Le imprese petroliere statunitensi stanno producendo una quantità di petrolio in drastico aumento. Da tempo. E questo sta minacciando di portare il prezzo del greggio a un forte calo. Che si tradurrebbe in un danno economico per esse.
Com’è possibile un simile controsenso?
Il dato è che tra il 2011 e il 2014, con un costo del petrolio di oltre 100 dollari al barile, la produzione petrolifera statunitense è stata in permanente boom. La ritrovata popolarità del “fracking” – una tecnica utilizzata per estrarre l’ olio dalla frantumazione delle formazioni di scisti del sottosuolo – ha aperto ampie zone dell’America alle prospezioni petrolifere redditizie. Tuttavia, proprio per questo, dall’inizio del 2016, i prezzi del petrolio sono scesi di oltre il 75% rispetto al loro picco. Poi hanno iniziato a risalire. Ora potremmo essere alla vigilia di una nuova fase discendente di quest’altalena.

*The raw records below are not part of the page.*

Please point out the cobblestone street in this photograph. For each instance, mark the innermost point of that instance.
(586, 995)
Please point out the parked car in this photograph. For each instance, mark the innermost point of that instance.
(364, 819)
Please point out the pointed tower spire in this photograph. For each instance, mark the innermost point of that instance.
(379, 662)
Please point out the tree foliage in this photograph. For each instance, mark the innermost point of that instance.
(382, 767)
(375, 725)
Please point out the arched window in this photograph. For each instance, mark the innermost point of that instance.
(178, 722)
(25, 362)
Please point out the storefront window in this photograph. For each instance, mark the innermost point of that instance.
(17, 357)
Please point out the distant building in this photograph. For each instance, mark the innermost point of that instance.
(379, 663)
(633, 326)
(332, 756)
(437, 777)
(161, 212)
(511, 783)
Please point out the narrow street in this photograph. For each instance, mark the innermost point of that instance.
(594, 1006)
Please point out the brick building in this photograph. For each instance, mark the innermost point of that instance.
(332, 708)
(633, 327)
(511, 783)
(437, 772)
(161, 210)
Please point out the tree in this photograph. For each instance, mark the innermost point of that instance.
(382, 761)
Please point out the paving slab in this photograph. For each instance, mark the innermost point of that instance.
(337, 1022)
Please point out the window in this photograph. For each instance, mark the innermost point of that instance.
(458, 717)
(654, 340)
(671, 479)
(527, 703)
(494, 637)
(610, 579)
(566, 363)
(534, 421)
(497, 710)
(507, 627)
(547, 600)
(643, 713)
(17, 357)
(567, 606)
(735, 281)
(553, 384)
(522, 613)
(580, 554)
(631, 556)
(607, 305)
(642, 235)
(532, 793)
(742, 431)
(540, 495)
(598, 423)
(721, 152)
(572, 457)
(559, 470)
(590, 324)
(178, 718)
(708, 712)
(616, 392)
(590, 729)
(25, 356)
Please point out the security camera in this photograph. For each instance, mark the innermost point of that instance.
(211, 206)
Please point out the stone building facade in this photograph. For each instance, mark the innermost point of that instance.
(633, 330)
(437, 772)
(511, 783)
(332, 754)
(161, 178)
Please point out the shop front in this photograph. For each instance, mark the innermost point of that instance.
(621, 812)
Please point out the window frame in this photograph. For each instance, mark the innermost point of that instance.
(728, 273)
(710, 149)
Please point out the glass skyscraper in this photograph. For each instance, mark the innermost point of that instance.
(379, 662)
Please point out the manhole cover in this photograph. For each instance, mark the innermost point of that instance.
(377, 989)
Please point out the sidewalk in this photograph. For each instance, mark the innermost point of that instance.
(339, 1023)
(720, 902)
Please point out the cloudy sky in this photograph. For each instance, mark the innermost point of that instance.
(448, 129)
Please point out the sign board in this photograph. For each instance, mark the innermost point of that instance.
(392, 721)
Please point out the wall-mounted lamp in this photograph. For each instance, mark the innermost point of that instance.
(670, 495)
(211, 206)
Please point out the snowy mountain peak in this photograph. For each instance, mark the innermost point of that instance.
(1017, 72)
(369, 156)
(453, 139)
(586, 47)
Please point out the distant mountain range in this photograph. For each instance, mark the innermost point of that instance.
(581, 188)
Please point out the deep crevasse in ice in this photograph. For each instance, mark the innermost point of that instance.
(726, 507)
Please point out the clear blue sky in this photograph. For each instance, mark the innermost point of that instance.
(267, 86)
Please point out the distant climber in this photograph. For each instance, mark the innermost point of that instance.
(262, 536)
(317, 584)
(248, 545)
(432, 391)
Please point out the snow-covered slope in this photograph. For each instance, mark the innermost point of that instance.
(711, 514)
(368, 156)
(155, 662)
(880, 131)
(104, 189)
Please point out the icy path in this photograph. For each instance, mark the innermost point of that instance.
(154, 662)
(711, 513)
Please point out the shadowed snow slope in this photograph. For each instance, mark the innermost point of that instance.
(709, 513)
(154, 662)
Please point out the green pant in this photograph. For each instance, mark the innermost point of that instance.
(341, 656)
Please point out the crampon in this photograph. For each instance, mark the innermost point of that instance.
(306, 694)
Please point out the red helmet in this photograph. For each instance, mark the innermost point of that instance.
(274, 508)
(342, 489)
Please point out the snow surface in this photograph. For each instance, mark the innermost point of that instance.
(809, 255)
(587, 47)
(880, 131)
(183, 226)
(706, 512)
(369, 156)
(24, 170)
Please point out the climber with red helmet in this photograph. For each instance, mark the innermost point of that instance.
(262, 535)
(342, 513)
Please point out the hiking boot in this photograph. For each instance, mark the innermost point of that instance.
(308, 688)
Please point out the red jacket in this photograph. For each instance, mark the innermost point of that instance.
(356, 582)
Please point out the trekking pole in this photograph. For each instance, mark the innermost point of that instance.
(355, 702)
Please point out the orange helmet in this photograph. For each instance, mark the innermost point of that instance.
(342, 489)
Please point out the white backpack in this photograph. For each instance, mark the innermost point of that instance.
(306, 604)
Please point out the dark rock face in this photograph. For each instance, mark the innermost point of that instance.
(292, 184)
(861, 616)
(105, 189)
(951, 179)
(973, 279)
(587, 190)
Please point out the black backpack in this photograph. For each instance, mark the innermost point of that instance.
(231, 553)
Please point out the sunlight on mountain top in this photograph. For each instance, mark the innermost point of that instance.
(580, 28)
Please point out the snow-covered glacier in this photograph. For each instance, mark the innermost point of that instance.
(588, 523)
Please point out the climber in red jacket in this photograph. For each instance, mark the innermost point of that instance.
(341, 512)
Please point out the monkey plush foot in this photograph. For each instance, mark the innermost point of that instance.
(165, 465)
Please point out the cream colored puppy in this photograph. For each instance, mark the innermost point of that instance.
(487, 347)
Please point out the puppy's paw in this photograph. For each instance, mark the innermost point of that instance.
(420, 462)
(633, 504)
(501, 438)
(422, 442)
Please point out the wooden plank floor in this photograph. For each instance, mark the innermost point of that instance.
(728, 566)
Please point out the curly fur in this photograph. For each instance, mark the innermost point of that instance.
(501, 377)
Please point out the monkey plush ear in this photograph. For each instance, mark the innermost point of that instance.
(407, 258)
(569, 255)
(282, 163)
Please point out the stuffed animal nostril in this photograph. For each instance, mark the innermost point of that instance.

Le previsioni degli analisti concordano nel prevedere che gli Usa diventeranno entro il 2019 il maggiore produttore mondiale di petrolio, e questo diminuirà l’ influenza di altri due grandi produttori, la Russia e l’ Arabia Saudita, sul prezzo del greggio. Mosca e Riad 18 mesi fa avevano concluso un accordo per limitare la produzione petrolifera (aumentandone il prezzo). Ma è chiaro che le loro intese conteranno sempre meno nel prossimo futuro.